Limit of summation $\left(-1\right)^{x}\sum_{r=0}^{x}\left(-1\right)^{r}\binom{x}{r}\left(\frac{r}{x}\right)^{t(x)}$ I am trying to find what the function $t(x)$ would have to be in order to make the expression true.
$$\lim_{x \to \infty} \left(-1\right)^{x}\sum_{r=0}^{x}\left(-1\right)^{r}\binom{x}{r}\left(\frac{r}{x}\right)^{t(x)}=\frac{1}{2}$$
I've tried using Stirling's approximation to see if things cancelled out to get something simpler to solve but it ended up looking worse. From there I haven't know where to go next.
 A: For $t(x) = x(\ln(x)+\alpha)$, the limit is $e^{-e^{-\alpha}}$. For $\alpha = e^{-1}$, the limit is $\approx .50047$, explaining Lewis's finding. For $\alpha = -\ln(\ln(2))$, the limit is $1/2$. So $t(x) = x\ln(x/\ln(2))$ works.

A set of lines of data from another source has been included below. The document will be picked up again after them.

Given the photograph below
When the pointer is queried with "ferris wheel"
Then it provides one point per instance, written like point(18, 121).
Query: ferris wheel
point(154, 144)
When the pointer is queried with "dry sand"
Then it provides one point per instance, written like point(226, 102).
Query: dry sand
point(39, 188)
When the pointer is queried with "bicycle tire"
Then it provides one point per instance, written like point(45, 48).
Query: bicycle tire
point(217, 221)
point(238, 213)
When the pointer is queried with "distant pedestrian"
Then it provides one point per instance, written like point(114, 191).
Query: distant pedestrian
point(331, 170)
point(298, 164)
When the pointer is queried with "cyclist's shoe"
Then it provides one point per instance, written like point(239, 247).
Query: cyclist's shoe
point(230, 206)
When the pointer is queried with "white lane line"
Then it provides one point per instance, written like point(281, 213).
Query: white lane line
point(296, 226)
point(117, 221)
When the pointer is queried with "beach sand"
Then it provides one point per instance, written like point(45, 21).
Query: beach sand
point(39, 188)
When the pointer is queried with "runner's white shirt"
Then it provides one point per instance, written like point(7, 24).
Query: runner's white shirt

For the proof, change $r$ to $x-r$ to get $\sum_{r=0}^x (-1)^r {x \choose r}(1-\frac{r}{x})^{t(x)}$. We can clearly rid of the terms $r > 10x/\ln(x)$ (for large enough $x$) since ${x \choose r} \le 2^x$ and $(1-\frac{r}{x})^{t(x)} \le \exp(-5x)$. When $r \le 10x/\ln(x)$, we have $(1-\frac{r}{x})^{t(x)} = \exp\left(-t(x)\ln(\frac{1}{1-\frac{r}{x}})\right) = \exp\left(-r\frac{t(x)}{x}+O(t(x)\frac{r^2}{x^2})\right) = (1+o(1))\exp\left(-r(\ln(x)+\alpha)\right)$. Therefore, our sum has the same limit as $\sum_{r=0}^{10x/\ln(x)} (-1)^r {x \choose r} \exp(-r(\ln(x)+\alpha))$. But since $r > 10x/\ln(x)$ has $\exp(-r(\ln(x)+\alpha)) \le \exp(-5x)$, we can replace by the complete sum $\sum_{r=0}^x (-1)^r {x \choose r} \exp\left(-r(\ln(x)+\alpha)\right)$. By the binomial theorem, this sum is $(1-e^{-(\ln(x)+\alpha)})^x = (1-\frac{e^{-\alpha}}{x})^x$, which converges to $e^{-e^{-\alpha}}$.